Joining stainless steel and zinc coated (galvanized) steel is a one example. Because of their excellent corrosion resistance, both 304 stainless steel and zinc coated carbon steel have found widespread use in applications as diverse as kitchen appliances and aeronautical components.
The process presents some special challenges, particularly since the zinc coating can present serious problems with weld porosity.
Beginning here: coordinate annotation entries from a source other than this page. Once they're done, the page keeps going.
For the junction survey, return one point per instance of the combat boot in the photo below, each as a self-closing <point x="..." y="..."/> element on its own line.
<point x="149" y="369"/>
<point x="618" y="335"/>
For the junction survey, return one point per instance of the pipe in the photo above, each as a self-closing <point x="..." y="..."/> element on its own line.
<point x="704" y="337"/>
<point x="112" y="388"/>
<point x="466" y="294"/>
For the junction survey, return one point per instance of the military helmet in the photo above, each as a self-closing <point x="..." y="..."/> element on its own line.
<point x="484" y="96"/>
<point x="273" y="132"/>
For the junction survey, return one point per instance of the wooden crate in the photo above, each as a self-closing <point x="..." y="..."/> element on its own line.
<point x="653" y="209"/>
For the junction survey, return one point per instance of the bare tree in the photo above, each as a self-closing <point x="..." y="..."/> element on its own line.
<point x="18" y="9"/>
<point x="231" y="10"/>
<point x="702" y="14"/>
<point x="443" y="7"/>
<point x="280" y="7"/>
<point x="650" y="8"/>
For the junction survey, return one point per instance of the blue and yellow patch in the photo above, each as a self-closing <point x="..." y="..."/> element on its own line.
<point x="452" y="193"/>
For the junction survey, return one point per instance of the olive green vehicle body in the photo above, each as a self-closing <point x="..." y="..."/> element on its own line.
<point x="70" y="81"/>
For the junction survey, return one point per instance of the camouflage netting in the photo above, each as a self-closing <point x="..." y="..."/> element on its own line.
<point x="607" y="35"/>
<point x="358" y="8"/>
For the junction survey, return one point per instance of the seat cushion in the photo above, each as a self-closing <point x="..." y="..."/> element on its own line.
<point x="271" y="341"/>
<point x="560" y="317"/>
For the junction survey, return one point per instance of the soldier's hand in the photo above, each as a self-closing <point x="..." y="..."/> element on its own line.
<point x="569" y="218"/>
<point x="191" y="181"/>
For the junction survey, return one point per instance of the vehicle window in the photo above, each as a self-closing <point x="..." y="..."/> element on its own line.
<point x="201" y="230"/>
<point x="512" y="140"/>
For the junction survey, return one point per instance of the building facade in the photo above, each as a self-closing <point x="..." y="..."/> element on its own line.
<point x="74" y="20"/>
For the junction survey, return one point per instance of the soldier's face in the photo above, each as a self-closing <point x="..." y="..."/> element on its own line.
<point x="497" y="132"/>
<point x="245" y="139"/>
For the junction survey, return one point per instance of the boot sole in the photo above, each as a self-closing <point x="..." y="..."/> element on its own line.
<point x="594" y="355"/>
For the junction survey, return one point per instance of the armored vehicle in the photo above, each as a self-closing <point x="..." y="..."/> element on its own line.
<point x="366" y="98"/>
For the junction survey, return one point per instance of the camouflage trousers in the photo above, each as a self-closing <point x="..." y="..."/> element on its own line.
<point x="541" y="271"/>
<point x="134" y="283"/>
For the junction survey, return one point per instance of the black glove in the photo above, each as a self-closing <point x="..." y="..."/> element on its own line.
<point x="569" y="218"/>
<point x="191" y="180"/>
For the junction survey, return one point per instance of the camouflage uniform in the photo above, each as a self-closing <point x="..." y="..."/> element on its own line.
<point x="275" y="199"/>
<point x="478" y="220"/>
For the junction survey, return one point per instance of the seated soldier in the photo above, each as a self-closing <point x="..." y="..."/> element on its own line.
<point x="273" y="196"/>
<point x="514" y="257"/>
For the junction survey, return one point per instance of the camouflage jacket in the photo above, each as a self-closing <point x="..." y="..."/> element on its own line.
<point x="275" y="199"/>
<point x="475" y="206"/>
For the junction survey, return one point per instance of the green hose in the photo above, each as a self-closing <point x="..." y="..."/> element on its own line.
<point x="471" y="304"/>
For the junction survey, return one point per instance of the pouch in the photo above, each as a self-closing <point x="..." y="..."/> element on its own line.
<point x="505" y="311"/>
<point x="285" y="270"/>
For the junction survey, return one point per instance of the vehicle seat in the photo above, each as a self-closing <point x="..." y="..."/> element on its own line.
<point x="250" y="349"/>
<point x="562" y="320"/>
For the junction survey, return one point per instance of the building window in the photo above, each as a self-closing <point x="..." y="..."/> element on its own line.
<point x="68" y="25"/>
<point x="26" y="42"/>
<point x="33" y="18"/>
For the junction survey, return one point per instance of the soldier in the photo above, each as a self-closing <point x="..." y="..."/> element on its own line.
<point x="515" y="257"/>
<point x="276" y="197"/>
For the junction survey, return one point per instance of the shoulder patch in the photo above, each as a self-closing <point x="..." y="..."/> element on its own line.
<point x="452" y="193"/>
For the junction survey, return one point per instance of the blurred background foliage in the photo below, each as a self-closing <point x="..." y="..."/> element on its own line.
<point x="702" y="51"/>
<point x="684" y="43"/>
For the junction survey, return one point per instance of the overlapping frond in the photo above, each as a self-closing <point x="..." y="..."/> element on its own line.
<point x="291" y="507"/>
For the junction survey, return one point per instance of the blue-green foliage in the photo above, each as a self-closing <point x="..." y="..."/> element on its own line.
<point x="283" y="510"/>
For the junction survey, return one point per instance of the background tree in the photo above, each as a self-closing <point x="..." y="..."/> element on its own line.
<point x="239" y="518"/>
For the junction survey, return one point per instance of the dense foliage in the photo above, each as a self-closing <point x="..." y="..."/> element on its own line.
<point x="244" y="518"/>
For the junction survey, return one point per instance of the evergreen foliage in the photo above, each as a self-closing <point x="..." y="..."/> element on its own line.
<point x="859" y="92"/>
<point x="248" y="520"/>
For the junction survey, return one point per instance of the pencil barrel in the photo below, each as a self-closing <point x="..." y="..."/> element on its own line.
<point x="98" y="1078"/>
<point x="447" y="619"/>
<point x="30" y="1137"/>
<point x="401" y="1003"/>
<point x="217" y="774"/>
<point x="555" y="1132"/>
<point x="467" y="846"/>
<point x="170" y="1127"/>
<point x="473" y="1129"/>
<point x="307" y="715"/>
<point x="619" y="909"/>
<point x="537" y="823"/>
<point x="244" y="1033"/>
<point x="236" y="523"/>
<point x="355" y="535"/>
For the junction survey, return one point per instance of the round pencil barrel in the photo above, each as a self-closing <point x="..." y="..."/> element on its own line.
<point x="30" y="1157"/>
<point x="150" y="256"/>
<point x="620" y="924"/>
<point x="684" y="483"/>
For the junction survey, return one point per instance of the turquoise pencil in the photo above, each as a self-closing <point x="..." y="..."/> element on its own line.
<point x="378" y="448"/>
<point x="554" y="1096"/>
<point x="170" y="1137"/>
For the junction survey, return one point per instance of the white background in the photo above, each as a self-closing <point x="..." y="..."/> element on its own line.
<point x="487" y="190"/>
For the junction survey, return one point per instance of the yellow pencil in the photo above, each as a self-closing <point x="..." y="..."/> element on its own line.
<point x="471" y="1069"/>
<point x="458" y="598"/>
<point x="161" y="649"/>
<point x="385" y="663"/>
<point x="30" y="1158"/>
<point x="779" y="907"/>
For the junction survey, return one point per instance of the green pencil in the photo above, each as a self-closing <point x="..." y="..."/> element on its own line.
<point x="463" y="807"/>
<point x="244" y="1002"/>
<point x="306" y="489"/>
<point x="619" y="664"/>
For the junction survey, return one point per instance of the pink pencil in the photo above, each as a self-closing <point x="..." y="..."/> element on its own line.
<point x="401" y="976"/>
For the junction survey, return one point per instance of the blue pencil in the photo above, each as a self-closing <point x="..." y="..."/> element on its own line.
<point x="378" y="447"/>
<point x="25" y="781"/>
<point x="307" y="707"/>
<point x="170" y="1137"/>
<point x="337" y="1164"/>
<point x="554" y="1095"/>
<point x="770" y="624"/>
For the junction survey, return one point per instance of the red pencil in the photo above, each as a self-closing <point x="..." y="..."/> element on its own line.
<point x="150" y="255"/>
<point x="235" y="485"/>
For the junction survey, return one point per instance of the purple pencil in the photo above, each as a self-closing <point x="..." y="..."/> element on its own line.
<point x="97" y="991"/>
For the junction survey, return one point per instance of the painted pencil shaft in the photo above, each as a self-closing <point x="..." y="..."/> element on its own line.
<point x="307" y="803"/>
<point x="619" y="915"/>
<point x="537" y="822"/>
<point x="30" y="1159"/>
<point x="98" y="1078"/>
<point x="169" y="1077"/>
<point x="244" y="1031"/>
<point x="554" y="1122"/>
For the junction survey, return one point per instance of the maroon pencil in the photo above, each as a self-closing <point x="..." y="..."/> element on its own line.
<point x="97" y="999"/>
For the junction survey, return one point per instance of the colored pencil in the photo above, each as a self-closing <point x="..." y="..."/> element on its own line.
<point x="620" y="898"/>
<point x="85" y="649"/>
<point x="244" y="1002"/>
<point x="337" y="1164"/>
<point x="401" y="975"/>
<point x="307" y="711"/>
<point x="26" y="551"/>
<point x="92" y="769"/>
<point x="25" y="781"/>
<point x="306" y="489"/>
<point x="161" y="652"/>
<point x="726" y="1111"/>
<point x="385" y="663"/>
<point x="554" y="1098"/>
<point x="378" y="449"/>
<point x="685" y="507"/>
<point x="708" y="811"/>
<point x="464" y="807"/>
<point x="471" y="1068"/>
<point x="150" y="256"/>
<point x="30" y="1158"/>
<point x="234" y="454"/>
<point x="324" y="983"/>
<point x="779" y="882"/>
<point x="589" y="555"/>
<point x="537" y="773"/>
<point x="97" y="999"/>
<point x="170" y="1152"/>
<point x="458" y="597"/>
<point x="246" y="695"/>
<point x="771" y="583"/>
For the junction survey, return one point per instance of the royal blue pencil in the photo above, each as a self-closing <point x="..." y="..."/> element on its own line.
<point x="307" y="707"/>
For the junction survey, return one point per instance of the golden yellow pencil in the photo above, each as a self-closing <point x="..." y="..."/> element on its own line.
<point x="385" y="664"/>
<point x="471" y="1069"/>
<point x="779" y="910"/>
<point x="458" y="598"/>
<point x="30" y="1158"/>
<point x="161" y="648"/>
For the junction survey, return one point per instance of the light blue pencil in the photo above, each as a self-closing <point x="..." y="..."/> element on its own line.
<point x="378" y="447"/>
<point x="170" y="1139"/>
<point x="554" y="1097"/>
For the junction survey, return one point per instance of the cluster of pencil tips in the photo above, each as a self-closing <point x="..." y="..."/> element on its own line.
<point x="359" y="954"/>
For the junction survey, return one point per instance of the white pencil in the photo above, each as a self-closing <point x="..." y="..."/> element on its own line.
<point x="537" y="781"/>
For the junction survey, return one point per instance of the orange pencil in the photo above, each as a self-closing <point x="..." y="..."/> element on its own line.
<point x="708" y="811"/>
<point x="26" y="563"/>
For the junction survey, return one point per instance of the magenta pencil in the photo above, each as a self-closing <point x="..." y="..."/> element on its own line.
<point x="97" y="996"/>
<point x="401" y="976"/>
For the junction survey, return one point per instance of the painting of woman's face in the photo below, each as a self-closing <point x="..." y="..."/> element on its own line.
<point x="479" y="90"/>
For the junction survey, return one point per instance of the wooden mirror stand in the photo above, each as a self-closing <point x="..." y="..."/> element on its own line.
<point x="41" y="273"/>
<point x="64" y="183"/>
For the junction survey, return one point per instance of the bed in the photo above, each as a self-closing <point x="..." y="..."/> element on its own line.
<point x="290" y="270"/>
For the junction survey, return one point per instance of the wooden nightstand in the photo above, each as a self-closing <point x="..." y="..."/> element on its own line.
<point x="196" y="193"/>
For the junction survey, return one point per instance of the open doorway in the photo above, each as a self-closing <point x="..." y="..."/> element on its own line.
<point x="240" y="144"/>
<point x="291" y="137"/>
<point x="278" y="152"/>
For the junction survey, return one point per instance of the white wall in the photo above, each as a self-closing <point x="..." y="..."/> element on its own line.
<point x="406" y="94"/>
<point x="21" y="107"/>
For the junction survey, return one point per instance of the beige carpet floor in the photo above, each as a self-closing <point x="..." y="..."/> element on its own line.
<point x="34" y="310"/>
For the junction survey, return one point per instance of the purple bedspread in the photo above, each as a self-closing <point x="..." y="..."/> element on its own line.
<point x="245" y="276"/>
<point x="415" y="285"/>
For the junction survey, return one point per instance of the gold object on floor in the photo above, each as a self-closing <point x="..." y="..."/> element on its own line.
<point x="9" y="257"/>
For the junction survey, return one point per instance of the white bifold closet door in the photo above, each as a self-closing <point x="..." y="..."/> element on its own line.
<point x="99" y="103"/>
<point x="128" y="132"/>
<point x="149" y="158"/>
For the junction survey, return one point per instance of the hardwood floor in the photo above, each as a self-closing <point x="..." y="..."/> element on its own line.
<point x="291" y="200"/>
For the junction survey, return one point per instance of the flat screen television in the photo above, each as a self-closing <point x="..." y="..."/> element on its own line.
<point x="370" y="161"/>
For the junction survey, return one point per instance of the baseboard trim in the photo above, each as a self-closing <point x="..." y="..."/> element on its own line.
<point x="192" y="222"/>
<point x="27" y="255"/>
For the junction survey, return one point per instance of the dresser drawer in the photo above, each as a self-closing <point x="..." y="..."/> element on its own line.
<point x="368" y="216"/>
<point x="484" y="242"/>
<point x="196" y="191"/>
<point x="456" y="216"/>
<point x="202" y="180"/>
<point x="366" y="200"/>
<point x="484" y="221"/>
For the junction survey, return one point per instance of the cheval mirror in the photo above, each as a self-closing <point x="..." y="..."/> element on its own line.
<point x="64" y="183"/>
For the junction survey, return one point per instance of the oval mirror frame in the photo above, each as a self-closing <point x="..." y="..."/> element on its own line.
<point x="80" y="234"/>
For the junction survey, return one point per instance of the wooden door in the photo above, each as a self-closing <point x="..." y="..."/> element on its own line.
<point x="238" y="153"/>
During the welding process, the energy that melts steel and stainless steel will vaporize the zinc at approximately 900⁰C, which is significantly lower than the melting point of the stainless steel.
The low boiling (vaporization) point of zinc causes a vapor to form during the keyhole welding process. In seeking to escape the molten metal, the zinc vapor may become trapped in the solidifying weld pool resulting in excessive weld porosity. In some cases, the zinc vapor will escape as the metal is solidifying creating blowholes or roughness of the weld surface.
With proper joint design and selection of laser process parameters, cosmetic and mechanically sound welds are readily produced.